Cheikh Ridhaa
Cheikh Ridhaa comblant de bénédictions une assemblée conquise.
Il disait n’avoir en tout et pour tout bien que deux chamelles. Au final, Cheikh Aly Ridha bin Mohammed Naj al-Saidi alias Cheikh Ridhaa, le marabout qui avait fait fortune en promettant aux propriétaires de terrains et de maisons d’acquérir leurs biens pour un montant de trois à quatre fois au dessus du cours normal, a mis la clé sous le paillasson avec un passif de 90 milliards d’anciennes ouguiyas (MRO) ou 240 millions de dollars.
A l’achat, les vendeurs percevaient une petite avance, une promesse ou une bénédiction en attendant un reliquat qui ne viendra jamais. Le bien, lui, est immédiatement revendu en dessous du cours normal à travers un réseau de courtiers et d’intermédiaires de tout acabit. “Ma maison valait 35 millions de dollars, ils me l’ont acheté et elle a été revendu à 11 millions”, déclare ce client, séduit par le discours religieux du “guide”.
Grande fut la désillusion pour notre interlocuteur, qui préfère garder l’anonymat, de peur d’ennui, et ces nombreux pères de familles, aujourd’hui face à la plus grande escroquerie de la Mauritanie moderne. Car jusque-là, toute tentative de porter l’affaire au pénal a échoué par la “grâce de Dieu”, dira-t-on. Qui protège donc le prédicateur et homme d’affaires Cheikh Ridhaa ?
La société (ou plutôt le bureau) du mystérieux homme d’affaires est tombée en faillite, laissant sur le carreaux des centaines de personnes aveuglées par cette naïveté. Car Cheikh Ridhaa n’a fait recours qu’au vieux système de Ponzi, cette cavalcade qui a permis à Bernard Madoff de tromper des milliers de petits porteurs dans une Bourse organisée.
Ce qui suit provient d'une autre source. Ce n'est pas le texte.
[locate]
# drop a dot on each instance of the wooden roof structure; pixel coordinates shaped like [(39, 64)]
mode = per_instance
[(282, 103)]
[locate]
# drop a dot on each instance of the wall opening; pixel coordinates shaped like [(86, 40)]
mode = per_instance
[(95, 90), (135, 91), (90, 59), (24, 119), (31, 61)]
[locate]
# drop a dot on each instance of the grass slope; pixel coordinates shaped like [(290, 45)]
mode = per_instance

Mais là où l’américain, condamné le 29 juin 2009 à 150 ans 6 mois après la découverte de son forfait estimé à 65 milliards de dollars , avait usé d’analyses techniques pour amadouer ses victimes, le prédicateur mauritanien, toujours en liberté, avait mis en avant sa dévotion de modeste serviteur de Dieu et d’homme aux pouvoirs mystiques.
Les victimes qui menaçaient de faire appel jusqu’ à l’ONU espéraient que le nouveau président, Mohamed Cheikh Ould Ghazouani, serait moins ambigu que son prédécesseur, Mohamed Ould Abdel Aziz, resté de marbre face aux doléances des présumées victimes et s’interdisant, en bon libéral, d’intervenir dans une affaire privée. En octobre 2019, un tribunal commercial s’est intéressé au dossier déposé par l’un des avocats des plaignants et avait convoqué le prédicateur. L’instance commerciale aurait finalement décidé en juin 2020 de la liquidation judiciaire bureau commercial de Sheikh Ali Rida bin Muhammad Naji al-Saidi sous la conduite d’un juge et d’un syndicat de faillite. Reste à savoir, en attendant l’évaluation de l’actif et du passif, si les victimes, qui n’arrivent pas à porter l’affaire au pénal, rentreront dans leurs droits.